Cluster munitions, according to the Red Cross, are “weapons consisting of a container that opens in the air and scatters explosive submunitions or “bomblets” over a wide area. Depending on the model, the number of submunitions can vary from several to more than 600. Cluster munitions can be delivered by aircraft, artillery and missiles.”
In 2007, 46 nations – not including the United States – pledged not to use cluster munitions, due to the belief that the munitions’ ability to rest unknown in an area for years and then explode when disturbed “cause unacceptable harm to civilians.”

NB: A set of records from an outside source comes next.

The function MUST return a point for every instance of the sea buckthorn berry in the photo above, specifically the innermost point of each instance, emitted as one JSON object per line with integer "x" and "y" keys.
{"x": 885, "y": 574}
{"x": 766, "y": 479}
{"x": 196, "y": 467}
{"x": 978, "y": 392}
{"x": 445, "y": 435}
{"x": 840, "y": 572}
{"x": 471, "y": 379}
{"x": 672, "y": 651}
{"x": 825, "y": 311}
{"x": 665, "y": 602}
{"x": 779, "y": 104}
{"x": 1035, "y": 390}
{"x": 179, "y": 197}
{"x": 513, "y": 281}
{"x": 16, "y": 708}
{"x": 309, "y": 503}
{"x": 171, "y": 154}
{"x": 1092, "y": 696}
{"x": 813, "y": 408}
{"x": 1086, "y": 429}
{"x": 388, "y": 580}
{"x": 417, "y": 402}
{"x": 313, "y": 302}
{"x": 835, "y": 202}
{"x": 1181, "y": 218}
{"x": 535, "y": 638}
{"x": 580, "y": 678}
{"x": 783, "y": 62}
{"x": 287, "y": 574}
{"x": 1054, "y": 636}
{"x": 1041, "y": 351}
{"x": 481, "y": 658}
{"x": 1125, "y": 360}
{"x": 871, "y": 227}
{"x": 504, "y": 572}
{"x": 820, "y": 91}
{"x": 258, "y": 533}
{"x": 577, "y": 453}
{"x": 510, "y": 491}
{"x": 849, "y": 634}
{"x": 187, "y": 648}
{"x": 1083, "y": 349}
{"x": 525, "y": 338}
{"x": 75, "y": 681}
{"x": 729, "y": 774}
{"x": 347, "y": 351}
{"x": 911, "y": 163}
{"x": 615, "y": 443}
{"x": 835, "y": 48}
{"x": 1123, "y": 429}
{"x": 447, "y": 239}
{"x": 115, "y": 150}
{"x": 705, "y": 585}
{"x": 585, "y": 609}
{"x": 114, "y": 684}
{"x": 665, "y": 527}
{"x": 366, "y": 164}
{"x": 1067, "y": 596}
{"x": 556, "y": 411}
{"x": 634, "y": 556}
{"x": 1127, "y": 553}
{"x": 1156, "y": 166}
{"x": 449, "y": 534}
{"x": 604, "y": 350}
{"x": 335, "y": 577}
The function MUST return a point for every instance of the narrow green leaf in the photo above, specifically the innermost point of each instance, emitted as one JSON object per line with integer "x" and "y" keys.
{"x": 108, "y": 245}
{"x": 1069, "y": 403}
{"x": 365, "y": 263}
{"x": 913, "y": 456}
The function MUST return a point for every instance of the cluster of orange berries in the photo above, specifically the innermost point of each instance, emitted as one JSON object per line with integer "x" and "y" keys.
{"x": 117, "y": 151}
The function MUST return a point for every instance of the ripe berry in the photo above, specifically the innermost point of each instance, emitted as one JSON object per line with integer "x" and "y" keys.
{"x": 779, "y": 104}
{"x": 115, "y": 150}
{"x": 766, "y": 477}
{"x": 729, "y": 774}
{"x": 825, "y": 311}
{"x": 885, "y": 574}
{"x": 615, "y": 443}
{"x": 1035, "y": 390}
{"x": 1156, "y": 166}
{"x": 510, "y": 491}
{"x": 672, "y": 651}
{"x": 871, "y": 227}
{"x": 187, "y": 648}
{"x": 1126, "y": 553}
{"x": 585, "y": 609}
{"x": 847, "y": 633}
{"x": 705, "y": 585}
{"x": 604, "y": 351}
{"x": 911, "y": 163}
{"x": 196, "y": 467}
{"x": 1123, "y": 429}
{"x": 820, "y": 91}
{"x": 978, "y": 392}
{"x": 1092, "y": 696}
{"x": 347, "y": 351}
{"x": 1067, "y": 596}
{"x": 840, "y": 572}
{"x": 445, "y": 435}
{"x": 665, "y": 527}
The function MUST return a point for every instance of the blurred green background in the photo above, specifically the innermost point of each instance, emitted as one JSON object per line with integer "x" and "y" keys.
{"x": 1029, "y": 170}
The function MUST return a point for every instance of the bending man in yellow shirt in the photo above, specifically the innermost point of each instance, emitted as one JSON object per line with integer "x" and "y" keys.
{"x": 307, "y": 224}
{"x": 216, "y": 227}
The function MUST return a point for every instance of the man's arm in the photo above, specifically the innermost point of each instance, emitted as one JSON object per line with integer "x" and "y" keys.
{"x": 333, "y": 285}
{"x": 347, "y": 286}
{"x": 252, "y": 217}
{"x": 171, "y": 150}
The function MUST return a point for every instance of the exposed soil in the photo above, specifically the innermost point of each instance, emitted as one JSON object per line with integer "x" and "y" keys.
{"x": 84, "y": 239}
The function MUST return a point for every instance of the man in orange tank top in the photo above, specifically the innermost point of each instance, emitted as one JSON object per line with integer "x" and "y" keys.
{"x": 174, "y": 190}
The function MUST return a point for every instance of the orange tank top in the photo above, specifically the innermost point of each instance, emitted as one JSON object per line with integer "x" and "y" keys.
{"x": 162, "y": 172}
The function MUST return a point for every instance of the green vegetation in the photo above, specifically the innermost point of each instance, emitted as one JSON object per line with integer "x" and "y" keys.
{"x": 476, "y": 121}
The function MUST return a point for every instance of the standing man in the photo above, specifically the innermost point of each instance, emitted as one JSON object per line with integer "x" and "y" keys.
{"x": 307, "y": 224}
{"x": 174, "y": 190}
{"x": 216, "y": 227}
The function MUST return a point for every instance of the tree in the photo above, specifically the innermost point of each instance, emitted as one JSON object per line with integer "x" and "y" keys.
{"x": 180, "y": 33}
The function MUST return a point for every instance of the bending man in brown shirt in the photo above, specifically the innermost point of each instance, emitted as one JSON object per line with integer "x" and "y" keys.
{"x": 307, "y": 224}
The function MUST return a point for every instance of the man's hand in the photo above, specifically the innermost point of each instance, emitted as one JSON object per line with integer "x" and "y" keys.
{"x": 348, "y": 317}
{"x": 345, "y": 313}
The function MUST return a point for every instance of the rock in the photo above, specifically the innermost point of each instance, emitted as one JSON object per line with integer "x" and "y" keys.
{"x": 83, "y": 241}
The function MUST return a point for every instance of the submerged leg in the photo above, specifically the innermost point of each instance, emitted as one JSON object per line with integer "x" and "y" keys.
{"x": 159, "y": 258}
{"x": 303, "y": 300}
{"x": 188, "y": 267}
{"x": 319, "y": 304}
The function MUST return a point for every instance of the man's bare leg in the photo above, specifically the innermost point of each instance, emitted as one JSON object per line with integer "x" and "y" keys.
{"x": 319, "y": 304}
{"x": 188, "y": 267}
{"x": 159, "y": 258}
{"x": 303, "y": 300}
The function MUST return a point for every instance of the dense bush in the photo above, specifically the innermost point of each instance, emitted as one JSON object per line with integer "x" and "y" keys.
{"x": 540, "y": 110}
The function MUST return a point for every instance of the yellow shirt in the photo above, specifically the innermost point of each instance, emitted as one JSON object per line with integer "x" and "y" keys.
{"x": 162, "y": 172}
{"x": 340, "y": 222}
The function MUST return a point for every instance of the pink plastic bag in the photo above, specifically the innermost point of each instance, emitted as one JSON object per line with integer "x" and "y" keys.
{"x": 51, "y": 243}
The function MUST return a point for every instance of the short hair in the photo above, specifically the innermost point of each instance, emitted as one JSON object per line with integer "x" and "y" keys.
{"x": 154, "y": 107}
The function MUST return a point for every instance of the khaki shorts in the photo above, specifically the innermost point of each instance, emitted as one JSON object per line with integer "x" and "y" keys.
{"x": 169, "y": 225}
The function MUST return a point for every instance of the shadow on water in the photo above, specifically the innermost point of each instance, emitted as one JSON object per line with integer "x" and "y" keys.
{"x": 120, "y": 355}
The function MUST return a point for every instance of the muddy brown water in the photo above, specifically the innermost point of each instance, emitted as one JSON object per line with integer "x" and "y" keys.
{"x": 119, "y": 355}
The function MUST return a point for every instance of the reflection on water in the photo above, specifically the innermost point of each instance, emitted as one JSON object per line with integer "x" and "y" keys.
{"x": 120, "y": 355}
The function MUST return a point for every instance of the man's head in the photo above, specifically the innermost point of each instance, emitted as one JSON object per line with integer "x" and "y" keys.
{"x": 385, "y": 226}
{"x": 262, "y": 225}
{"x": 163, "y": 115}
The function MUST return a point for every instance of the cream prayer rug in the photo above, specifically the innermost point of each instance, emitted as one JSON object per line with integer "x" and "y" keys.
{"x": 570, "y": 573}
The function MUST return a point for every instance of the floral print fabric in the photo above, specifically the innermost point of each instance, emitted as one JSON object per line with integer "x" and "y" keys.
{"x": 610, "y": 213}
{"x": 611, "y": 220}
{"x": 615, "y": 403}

Eglin Air Force Base entered the news twice earlier this year for its attempts to remove unexploded ordnance in the area surrounding the base. In February, the base reported that it would remove an unexploded bomb from Choctawhatchee Bay after it was found.
Last month, Eglin announced it would explode two more bombs it found in a local bayou.
Eglin Air Force Base entered military service in the 1930s as Valparaiso Gunnery Range – an area designated by the military as a place that pilots would practice their machine gunning and bombing skills in the leadup to America’s entry into the Second World War.
The Army Air Corps named the field after Lieutenant Colonel Frederick Irving Eglin, a Swiss immigrant and orphan who earned a commission and his pilots wings after the First World War and a collegiate football career at Wabash College.